Some Things I’m Pretty Sure About
I increasingly don’t believe in gurus, in any field. Everyone puts their pants on one leg at a time and is susceptible to the same derailing faults as everyone else.
Innovation and economics can be miles apart. Twitter directly influences geopolitics between nuclear states and is worth half as much as Progressive Auto Insurance.
Investing is one of the simplest fields run by people who believe in their souls that they’ll do better if they make it more complicated.
Few superpowers are as super as the ability to change your mind. It is so much easier to fool yourself into believing a falsehood than admit a mistake.
Successful investing is having everyone agree with you … later. That means you can’t “ignore the noise” forever. Your success relies on getting the noise, the idiots, and the gamblers to eventually see eye to eye with your thesis.
Some of the richest people are the worst money managers I’ve seen. When money loses the power of scarcity you stop caring about leaks that are meaningful when you’re poorer. And when your life gets complicated you’re more likely to outsource decisions to middlemen who may not have your best interest at heart. It’s an overlooked irony. “Enough money to care but not enough to not care” is the sweet spot for management.
The largest business line items are employee compensation and an attachment to sunk costs.
Most snake oil salesmen believe in their snake oil, because the intersection of needing a paycheck and needing to look yourself in the mirror with pride can be stronger than reason. To paraphrase Kahneman, it’s easier to recognize other people’s flaws than your own.
Things that cause permanent blindness: Luck attributed to skill; Losses that cause a lifestyle downgrade or fewer career options; Unshakeable political beliefs that influence investment decisions; Building a reputation on a single belief that you can’t distance yourself from.
The biggest social problems are opioids, student debt, media distrust, and affordable housing. These are generation-defining issues whose economic incentive to solve is dwarfed by the harm they cause.
Tell people what they want to hear and you can be wrong indefinitely without penalty.
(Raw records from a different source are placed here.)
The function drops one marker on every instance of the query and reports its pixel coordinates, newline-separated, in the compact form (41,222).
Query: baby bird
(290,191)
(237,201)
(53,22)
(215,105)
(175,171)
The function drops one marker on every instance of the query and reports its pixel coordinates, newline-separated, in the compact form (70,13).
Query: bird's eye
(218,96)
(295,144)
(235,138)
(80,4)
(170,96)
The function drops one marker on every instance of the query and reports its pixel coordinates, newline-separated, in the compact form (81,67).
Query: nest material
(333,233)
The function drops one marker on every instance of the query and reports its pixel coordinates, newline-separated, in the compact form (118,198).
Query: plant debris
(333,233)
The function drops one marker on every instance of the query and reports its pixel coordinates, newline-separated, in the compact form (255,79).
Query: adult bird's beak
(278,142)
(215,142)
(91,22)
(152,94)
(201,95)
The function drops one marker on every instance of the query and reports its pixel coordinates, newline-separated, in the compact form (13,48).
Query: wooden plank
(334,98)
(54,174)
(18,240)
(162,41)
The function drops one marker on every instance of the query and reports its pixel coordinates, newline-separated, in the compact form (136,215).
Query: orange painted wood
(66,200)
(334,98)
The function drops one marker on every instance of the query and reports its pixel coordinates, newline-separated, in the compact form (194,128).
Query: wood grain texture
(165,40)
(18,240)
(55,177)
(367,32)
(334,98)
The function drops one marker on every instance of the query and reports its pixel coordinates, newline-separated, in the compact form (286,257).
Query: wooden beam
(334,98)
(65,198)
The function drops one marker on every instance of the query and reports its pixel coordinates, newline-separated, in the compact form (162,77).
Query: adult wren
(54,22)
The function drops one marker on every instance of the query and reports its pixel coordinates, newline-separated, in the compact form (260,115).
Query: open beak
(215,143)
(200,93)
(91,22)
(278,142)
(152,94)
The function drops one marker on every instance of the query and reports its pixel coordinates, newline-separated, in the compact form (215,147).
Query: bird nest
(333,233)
Confirmation is in much higher demand than information.
Some things that look unsustainable are new breakthroughs that don’t apply to past trends. Every new industry fits this description. Many market trends do, too. But it’s safer to call something a bubble than predict a new trend because bubbles threaten careers while cheering new ideas makes you look like an aloof salesman.
The same traits needed for outlier success are the same traits that increase the odds of failure. The line between bold and reckless is thin. So be careful blindly praising successes or criticizing failures, as they often made similar decisions with slightly different levels of luck.
Many people are pessimistic with their words but optimistic with their actions. If you say the world is going to hell but still invest in stocks, the latter is probably a more genuine feeling.